林爹有項本領,說正眼不看,那是真的正眼不看。走個對面,都能無視。
老二媳婦親媽再如何自覺人才中的人才,她就是上趕著跟林爹打招呼,林爹都能視而不見,聽而不聞,彷彿這位親家母是空氣。
那種無視,比叫人看不上還難受一千倍。
每次想到林爹,老二媳婦親媽都要重新回憶一遍被林爹無視的痛苦。親媽跟閨女說,「你想想你婆婆現在是不是這樣,孩子越出息,她越喜歡。孩子但有不好,她都恨不能不看你們。」
老二媳婦很實誠的想了想,然後很實誠的說,「也不全是。劉純有錢的時候,我婆婆一見他就說讓他收手,別去掙那大錢,還是穩當的掙些小錢好。」
親媽一時被噎,及時反應,「那劉純出事,她沒管過吧?」
「沒,一分錢都沒給。」老二媳婦說,「那麼疼飛飛,看飛飛在外租個鴿子籠,也沒說給飛飛套房住。光給添了個冰箱洗衣機,那才幾個錢。」
親媽嘆氣,「哎,林家人都這樣。以前有你公公在,你婆婆還不這樣。

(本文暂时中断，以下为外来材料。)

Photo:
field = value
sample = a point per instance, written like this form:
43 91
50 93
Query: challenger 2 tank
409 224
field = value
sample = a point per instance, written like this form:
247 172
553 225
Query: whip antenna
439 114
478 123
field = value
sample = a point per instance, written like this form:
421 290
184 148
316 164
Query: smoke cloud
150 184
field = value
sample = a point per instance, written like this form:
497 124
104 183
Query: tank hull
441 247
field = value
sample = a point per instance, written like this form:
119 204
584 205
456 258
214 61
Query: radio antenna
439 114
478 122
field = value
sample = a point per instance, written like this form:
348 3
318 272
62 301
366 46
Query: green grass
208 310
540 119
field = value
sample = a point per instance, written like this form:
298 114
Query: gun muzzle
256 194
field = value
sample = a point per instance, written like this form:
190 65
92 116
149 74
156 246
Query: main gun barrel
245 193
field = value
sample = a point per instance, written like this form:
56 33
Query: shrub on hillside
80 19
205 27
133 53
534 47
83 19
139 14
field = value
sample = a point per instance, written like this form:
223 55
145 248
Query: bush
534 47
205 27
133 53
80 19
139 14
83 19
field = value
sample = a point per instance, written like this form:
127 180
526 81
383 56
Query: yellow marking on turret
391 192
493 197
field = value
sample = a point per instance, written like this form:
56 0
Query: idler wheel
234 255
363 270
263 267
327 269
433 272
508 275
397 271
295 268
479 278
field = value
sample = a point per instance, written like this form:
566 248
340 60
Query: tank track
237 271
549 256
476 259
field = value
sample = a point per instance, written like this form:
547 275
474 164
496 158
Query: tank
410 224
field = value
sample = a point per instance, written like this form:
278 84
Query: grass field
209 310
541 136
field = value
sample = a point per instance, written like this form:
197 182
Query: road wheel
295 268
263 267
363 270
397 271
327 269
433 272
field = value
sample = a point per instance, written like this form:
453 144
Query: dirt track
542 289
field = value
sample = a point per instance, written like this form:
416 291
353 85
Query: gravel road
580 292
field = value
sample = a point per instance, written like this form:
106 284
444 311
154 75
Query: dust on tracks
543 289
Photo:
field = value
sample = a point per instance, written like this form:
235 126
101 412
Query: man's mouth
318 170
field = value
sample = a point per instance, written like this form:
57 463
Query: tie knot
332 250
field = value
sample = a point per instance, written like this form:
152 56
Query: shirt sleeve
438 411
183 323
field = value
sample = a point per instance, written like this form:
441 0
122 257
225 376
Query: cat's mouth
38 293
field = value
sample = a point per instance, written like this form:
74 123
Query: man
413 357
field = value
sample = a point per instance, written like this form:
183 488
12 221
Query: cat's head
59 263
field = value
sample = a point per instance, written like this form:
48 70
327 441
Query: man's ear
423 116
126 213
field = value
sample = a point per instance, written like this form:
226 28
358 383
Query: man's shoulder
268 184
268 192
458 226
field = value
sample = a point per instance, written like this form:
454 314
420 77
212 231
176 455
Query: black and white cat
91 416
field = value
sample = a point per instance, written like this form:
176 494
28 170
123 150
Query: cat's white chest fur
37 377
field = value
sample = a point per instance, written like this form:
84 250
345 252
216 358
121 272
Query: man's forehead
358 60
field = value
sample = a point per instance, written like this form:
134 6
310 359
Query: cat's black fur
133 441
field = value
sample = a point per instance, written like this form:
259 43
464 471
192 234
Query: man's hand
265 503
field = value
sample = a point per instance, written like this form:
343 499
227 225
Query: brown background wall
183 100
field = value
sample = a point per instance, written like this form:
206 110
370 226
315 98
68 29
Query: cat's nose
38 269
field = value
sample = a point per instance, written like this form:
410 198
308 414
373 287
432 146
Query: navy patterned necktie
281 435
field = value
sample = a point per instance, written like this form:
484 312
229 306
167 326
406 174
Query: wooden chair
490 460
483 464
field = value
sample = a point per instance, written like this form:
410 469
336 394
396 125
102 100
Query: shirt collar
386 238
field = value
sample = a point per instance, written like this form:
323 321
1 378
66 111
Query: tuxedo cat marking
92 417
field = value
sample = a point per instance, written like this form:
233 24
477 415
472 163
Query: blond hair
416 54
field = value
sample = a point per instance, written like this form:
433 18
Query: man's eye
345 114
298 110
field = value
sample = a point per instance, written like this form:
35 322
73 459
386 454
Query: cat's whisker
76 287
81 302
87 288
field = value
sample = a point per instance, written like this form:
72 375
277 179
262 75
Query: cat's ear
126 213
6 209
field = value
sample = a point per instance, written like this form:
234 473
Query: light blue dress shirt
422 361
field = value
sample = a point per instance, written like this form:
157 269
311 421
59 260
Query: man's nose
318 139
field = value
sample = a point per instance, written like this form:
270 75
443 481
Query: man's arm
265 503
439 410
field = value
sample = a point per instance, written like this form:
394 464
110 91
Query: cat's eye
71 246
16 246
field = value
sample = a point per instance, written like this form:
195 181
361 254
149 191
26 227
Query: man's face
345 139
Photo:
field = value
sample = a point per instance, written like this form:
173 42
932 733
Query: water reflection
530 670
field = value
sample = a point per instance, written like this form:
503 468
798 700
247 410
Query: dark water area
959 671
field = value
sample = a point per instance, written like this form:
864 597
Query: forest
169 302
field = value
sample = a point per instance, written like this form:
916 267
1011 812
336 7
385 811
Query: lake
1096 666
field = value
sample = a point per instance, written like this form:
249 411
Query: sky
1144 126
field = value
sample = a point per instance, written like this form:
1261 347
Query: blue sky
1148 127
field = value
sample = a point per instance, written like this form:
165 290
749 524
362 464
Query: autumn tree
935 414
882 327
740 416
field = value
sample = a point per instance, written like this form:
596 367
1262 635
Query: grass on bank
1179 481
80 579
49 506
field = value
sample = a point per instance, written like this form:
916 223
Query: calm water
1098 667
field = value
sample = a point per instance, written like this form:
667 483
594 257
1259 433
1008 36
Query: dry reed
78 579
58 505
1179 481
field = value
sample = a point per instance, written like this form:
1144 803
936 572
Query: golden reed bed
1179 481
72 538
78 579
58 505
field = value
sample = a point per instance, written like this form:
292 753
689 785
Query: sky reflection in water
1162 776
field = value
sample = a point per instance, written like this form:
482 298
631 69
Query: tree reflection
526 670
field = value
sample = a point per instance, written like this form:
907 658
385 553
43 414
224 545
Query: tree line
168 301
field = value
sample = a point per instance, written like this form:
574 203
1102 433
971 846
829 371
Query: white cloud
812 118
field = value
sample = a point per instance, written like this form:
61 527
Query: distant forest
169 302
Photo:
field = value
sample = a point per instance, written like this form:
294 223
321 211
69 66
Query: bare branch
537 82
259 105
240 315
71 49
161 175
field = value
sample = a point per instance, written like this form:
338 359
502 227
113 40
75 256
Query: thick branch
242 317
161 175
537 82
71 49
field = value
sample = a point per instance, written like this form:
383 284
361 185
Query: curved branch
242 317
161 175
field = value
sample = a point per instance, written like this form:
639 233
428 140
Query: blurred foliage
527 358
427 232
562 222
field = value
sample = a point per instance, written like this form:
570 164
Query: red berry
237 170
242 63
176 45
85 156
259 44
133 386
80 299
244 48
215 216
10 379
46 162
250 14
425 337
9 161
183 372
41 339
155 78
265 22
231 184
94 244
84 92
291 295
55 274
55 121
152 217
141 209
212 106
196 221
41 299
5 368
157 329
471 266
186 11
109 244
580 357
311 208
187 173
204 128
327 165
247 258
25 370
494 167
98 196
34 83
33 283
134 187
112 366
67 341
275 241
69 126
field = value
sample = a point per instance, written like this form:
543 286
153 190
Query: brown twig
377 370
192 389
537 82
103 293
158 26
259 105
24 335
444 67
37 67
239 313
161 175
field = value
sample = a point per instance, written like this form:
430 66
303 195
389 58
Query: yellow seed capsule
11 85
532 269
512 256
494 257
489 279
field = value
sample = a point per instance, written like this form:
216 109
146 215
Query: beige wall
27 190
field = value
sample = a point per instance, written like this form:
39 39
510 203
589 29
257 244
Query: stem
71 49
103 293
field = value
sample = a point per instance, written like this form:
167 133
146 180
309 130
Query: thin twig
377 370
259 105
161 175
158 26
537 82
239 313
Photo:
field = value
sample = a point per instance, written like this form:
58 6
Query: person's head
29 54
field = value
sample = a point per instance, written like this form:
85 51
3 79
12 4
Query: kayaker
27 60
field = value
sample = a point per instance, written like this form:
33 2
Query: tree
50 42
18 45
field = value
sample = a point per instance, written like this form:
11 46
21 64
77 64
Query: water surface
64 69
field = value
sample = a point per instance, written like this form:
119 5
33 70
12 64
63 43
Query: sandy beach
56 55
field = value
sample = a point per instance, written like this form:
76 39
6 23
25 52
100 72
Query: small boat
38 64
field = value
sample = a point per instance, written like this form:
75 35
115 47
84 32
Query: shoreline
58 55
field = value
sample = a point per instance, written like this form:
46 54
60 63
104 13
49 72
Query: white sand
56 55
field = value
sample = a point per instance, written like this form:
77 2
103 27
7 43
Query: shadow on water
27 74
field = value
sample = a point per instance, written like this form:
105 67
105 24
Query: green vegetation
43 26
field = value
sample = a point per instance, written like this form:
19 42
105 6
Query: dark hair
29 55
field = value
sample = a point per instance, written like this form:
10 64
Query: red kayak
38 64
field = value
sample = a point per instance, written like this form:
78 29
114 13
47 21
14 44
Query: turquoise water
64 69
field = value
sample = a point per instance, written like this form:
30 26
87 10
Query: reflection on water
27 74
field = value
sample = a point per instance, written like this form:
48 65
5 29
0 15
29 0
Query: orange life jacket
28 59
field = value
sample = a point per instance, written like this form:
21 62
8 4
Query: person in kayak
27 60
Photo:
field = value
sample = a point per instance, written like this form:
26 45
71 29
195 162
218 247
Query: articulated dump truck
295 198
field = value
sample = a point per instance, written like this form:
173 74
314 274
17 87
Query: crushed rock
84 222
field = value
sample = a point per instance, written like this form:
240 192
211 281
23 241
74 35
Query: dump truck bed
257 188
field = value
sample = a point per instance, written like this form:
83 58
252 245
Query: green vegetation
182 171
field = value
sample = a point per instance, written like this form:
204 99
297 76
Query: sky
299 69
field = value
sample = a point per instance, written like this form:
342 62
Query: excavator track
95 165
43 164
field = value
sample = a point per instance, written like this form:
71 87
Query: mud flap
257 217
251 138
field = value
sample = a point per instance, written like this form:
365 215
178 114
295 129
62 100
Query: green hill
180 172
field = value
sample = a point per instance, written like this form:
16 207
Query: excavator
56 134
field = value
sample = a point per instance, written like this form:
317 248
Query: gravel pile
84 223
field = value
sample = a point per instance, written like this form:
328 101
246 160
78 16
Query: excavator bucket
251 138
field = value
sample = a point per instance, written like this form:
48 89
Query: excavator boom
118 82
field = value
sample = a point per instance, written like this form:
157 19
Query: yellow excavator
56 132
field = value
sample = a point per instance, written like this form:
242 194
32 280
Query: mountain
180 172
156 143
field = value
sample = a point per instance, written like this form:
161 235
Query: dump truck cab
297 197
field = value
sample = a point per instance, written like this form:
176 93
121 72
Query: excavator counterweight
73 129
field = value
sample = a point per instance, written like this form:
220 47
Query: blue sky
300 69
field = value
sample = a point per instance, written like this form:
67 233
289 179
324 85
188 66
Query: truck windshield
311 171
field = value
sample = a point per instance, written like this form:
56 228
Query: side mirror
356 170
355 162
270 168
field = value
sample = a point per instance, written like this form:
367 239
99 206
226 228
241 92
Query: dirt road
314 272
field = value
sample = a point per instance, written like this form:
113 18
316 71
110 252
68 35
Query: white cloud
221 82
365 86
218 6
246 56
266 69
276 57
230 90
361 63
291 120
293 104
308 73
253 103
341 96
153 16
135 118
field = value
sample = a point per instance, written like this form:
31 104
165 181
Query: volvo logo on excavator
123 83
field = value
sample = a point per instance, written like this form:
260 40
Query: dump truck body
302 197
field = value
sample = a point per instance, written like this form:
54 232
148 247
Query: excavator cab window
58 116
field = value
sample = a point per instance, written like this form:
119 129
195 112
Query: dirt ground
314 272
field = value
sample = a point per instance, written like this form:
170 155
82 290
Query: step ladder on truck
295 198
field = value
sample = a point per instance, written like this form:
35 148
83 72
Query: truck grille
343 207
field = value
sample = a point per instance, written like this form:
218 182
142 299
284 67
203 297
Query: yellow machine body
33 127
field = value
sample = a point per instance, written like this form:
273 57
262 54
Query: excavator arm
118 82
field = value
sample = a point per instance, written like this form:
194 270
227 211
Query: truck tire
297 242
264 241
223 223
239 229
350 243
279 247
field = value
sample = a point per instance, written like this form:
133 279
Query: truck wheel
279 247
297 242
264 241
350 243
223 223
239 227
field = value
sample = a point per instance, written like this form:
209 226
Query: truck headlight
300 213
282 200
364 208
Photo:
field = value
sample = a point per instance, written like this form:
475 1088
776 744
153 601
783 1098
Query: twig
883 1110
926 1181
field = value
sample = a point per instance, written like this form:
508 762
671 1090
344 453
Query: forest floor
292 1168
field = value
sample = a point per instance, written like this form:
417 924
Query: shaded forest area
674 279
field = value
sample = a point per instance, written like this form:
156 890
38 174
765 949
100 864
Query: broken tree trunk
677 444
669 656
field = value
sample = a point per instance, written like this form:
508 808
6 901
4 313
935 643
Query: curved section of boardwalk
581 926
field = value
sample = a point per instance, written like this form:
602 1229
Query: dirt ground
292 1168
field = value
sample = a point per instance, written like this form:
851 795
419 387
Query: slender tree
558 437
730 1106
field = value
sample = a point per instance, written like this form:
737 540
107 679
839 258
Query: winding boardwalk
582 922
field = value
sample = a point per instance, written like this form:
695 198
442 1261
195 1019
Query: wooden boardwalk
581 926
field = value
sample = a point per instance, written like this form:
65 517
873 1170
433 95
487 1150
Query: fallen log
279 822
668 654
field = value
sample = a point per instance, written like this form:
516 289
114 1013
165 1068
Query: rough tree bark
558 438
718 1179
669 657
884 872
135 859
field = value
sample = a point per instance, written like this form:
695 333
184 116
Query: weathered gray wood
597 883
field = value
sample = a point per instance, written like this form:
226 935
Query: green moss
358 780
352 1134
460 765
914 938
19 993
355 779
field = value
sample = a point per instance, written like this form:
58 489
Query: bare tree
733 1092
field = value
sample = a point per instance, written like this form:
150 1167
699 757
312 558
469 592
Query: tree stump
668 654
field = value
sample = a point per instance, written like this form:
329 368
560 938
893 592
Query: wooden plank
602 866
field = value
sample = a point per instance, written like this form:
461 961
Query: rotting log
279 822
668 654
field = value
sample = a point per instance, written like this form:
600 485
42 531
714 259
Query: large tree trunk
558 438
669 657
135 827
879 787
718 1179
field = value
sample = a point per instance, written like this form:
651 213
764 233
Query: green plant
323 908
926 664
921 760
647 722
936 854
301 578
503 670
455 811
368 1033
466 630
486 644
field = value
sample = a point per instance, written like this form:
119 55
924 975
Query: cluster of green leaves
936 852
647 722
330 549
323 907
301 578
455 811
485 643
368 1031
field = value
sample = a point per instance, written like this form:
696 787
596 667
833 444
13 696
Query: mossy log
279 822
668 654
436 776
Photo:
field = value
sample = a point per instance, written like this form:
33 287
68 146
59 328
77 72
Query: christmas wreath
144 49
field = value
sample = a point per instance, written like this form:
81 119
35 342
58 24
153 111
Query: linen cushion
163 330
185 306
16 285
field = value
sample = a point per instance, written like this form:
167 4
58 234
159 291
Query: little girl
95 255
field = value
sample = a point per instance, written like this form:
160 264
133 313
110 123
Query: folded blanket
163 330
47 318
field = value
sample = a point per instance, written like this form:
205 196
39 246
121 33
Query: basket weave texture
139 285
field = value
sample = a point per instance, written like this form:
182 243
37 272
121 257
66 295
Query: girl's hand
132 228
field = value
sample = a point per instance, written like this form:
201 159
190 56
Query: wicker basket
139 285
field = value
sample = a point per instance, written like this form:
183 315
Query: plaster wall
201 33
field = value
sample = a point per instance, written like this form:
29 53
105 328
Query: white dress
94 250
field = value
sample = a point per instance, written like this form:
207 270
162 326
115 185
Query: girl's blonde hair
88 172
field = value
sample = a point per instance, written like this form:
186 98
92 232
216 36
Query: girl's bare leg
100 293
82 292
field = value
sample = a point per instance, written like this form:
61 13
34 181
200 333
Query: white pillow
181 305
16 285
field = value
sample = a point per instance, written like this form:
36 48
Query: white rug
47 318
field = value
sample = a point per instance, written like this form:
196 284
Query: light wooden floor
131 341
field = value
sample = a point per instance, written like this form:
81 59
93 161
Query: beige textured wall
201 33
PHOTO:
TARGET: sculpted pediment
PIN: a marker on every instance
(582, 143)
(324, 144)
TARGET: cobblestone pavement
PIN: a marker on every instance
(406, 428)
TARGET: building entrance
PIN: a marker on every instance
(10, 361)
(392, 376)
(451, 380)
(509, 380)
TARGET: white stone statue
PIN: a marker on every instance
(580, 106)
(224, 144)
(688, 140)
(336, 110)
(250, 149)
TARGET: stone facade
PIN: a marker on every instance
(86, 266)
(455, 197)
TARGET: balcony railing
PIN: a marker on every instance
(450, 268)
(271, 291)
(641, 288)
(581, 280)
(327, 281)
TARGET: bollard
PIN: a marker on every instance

自從他倆離了,你婆婆回了孃家,可不凡事都跟姓林的學麼。林家人冷,沒人情的。現在你家不行了,她如何肯把錢給你們。」
「那怎麼辦啊?」老二媳婦直髮愁,「就憑劉純一月三千塊的工資,可怎麼過日子?」
親媽再嘆一口氣,「難啊。可還不是得從你婆婆那兒想法子,你大伯子是個老實人,可你家大嫂子不是個好纏的。你小嬸子大大咧咧,你家小叔子那粘上毛兒比猴兒還精。還是得你婆婆,你婆婆最有錢。」
親媽現在也沒好主意,跟閨女說,「你現在也沒事,就隔三差五的過去,孝順孝順你婆婆。這人哪,見得多了,相處的久了,自然就親。」
老二媳婦憋氣,「我婆婆隔三差五的得去上課,要不就開車不知道去哪兒了。」
「提前打個電話。」
「我真不愛去,跟我婆婆沒話說。」
親媽簡直給這笨閨女氣的沒法,「這不為了錢麼。你就想想你婆婆那好幾十套房,也得歡天喜地的過去。誰有你這命,修來這麼有錢的婆婆!」
「你想想,不說別的,把你婆婆巴結好,就是你婆婆不給你房,你們也不用住現在的大雜院兒。現成你婆婆複式大平層你們就能搬過去一起住,還能得個美名兒,過去孝順老人。」